Então, quando tanto Schönborn quanto Kasper criticam o tal “caminho sinodal” alemão, é porque a coisa está mesmo saindo completamente do controle. Em junho, Schönborn concedeu uma entrevista criticando os ataques do “caminho sinodal” ao ministério ordenado e à Tradição católica.

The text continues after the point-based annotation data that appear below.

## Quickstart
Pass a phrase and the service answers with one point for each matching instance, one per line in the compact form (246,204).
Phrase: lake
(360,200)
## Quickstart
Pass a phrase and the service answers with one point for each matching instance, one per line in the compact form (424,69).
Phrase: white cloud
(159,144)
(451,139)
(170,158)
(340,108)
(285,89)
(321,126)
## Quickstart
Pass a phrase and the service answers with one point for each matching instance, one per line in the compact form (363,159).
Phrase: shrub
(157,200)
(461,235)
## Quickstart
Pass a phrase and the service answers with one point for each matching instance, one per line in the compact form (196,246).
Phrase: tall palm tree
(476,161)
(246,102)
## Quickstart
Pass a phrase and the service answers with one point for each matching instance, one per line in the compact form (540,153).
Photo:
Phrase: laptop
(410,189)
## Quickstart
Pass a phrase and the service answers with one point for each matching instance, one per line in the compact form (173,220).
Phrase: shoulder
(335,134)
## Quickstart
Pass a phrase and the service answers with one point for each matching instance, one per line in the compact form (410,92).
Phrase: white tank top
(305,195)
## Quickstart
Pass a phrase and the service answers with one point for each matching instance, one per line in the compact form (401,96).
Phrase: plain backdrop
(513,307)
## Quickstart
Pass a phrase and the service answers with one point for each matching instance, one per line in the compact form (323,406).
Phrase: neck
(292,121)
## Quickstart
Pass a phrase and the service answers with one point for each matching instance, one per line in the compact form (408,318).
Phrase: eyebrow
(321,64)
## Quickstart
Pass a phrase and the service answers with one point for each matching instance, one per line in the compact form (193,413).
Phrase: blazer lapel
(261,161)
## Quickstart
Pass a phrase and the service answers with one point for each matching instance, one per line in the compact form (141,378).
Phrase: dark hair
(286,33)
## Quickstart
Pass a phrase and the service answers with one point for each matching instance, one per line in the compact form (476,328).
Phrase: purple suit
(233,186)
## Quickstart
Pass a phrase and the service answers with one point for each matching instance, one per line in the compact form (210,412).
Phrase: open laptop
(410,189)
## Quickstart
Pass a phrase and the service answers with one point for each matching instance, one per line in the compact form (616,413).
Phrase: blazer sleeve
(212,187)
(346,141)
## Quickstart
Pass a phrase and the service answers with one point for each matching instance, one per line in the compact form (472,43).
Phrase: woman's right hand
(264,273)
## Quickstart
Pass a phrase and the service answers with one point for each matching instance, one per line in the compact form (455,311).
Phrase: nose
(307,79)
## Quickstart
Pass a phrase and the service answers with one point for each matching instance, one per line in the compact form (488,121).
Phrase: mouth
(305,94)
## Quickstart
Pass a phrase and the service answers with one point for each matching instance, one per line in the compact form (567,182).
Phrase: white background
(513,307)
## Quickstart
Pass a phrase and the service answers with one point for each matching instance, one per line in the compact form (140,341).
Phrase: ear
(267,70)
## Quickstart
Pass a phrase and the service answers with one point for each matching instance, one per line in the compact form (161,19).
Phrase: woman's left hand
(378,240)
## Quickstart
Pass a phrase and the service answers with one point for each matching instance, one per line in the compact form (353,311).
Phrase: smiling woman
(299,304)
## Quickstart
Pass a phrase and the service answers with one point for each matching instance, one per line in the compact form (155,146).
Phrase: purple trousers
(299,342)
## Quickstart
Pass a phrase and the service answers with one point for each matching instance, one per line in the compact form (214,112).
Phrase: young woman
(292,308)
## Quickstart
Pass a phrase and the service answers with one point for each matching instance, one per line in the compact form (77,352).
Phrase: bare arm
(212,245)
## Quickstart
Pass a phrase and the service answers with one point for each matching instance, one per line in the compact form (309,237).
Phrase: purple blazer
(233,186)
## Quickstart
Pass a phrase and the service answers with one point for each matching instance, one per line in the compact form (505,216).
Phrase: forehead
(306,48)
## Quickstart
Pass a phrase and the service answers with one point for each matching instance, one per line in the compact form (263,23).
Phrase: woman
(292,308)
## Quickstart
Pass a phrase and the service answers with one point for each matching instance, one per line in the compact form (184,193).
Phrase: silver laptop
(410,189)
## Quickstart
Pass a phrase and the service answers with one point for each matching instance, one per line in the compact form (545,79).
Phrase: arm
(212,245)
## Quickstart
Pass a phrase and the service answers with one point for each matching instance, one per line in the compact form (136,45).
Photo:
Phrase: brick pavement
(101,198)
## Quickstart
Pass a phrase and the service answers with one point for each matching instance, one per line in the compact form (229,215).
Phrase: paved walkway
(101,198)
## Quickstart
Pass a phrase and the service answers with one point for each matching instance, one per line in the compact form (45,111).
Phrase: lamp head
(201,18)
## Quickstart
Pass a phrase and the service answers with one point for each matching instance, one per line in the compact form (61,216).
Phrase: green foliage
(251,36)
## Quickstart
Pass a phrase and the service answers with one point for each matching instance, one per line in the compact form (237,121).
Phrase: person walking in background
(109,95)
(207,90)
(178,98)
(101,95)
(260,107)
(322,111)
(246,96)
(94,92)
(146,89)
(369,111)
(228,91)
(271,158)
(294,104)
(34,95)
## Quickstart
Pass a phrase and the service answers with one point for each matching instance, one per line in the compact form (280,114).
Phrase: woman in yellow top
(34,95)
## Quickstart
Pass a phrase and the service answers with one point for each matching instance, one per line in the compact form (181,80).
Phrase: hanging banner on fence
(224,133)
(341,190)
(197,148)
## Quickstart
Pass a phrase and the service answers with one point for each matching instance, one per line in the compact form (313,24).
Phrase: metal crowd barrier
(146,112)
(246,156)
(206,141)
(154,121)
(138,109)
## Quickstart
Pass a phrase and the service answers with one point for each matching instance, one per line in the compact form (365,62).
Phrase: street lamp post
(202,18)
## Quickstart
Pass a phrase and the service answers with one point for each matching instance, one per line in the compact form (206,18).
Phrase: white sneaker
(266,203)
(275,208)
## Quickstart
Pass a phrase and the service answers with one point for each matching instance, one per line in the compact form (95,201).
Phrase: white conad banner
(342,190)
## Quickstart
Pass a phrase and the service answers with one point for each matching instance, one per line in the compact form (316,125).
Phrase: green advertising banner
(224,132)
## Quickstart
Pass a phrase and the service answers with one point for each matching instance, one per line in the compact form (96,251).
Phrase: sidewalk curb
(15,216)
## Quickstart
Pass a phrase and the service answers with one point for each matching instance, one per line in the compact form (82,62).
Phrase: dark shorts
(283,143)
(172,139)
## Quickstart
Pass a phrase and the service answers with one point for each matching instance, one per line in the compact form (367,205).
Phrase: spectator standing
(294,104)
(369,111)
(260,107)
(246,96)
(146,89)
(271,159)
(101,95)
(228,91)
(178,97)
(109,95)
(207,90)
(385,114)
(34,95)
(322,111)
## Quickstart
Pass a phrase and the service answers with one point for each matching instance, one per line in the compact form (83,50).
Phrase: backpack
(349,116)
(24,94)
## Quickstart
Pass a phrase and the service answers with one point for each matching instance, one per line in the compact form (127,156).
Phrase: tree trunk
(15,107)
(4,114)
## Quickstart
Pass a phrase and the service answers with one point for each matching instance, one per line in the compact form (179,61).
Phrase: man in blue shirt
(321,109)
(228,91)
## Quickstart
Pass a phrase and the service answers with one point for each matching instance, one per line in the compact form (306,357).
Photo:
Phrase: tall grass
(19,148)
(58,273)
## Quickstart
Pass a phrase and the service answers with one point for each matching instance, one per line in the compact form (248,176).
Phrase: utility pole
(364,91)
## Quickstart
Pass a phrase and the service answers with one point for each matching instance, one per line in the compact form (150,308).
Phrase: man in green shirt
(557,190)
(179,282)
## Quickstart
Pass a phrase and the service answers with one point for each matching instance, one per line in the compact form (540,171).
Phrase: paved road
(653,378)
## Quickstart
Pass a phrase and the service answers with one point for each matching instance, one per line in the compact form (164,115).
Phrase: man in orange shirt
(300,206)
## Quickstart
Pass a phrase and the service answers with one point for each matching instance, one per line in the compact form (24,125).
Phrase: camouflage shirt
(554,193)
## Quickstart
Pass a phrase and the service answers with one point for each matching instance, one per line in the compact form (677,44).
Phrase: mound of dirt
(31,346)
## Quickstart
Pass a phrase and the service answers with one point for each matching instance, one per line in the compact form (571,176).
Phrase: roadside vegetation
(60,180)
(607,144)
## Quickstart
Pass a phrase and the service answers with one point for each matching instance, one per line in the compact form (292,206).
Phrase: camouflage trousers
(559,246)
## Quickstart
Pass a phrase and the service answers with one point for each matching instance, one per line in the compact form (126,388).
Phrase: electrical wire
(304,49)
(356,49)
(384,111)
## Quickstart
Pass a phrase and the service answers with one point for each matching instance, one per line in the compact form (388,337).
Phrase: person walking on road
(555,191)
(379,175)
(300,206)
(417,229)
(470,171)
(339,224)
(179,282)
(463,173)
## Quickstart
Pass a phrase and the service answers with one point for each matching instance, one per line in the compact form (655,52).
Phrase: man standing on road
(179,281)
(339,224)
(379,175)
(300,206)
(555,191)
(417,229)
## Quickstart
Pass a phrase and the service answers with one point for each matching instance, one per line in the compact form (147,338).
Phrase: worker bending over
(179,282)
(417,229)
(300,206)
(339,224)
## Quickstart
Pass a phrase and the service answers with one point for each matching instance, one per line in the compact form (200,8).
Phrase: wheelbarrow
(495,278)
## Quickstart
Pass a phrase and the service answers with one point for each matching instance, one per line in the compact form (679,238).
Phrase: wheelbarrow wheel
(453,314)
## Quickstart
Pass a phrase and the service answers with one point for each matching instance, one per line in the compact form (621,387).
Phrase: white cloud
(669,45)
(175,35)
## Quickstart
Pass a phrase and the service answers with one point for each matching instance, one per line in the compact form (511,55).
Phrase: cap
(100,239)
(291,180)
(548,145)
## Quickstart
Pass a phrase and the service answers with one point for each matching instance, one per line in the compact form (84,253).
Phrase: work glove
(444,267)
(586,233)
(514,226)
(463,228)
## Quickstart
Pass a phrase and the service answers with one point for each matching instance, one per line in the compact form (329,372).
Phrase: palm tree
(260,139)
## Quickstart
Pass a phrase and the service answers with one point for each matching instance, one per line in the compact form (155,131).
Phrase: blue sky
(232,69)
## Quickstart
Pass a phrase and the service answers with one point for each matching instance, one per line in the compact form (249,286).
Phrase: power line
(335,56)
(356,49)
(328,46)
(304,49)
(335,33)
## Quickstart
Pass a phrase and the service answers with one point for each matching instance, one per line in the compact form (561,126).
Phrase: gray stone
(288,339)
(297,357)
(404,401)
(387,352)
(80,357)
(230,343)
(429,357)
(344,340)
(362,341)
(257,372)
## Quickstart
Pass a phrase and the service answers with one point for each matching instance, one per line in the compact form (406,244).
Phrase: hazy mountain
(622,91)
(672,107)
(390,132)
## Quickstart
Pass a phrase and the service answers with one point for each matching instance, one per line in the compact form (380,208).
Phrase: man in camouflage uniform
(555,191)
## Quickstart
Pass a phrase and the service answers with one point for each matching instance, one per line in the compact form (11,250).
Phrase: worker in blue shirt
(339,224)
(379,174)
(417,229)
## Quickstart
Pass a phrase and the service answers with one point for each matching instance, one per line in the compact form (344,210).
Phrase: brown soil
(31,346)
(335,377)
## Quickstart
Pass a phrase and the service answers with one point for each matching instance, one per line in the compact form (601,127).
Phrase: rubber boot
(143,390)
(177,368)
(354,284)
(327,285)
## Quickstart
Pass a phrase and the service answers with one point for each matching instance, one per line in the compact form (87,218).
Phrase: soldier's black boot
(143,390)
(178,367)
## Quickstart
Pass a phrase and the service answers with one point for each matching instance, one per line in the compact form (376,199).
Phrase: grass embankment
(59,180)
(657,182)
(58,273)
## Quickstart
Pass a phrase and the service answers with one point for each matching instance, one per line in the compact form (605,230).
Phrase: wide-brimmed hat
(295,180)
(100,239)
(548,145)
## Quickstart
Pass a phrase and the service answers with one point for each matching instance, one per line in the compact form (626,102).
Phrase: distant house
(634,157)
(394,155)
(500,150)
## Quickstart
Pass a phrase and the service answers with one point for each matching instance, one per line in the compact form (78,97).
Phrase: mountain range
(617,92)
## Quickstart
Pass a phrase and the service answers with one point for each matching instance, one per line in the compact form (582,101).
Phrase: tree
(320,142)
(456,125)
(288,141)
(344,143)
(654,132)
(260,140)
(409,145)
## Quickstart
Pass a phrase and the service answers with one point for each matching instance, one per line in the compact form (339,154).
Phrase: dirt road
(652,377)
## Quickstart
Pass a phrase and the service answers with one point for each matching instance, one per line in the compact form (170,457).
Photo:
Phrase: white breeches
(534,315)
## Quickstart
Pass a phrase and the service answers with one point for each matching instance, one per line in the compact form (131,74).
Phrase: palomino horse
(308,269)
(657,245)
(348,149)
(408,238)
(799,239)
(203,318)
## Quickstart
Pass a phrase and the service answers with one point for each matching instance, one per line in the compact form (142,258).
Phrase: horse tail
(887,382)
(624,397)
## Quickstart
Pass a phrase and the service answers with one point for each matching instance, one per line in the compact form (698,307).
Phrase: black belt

Kasper já tinha usado termos até mais fortes em novembro de 2021, quando falou em “sínodo farsesco”, e voltou a tratar do assunto no fim do mês passado, poucos dias depois da entrevista de Schönborn, afirmando que não se deve “reinventar a Igreja” e que a insistência da Assembleia Sinodal em desafiar o ensinamento católico equivalia a um “golpe de Estado” dentro da Igreja.

Se os alemães conseguem fazer Christoph Schönborn e Walter Kasper soarem “conservadores”, então é porque todos os limites foram ultrapassados. E meio que foram mesmo

O “caminho sinodal” alemão já foi bastante criticado por bispos e cardeais de fidelidade indiscutível ao ensinamento católico, como Raymond Burke e George Pell. Até aí, é o esperado. Mas, se os alemães conseguem fazer Schönborn e Kasper soarem “conservadores”, então é porque todos os limites foram ultrapassados. E meio que foram mesmo.

Afinal, esse “caminho sinodal” consiste em uma Assembleia Sinodal composta por todos os bispos do país, mais um número equivalente de leigos de um aparelhadíssimo Comitê Central de Católicos Alemães, e representantes de ordens religiosas e outros grupos católicos. Seu trabalho, iniciado em 2019 e previsto para terminar em 2023, é passar resoluções que basicamente negam toda a moral sexual da Igreja, além de minar os sacramentos do Matrimônio, da Eucaristia e da Ordem: ordenação de mulheres, cerimônias públicas de bênção para uniões homoafetivas, comunhão para divorciados em nova união, aceitação da contracepção artificial, está tudo lá. Ainda por cima, há uma pressão para que as resoluções dessa assembleia se tornem “impositivas” para todas as dioceses alemãs.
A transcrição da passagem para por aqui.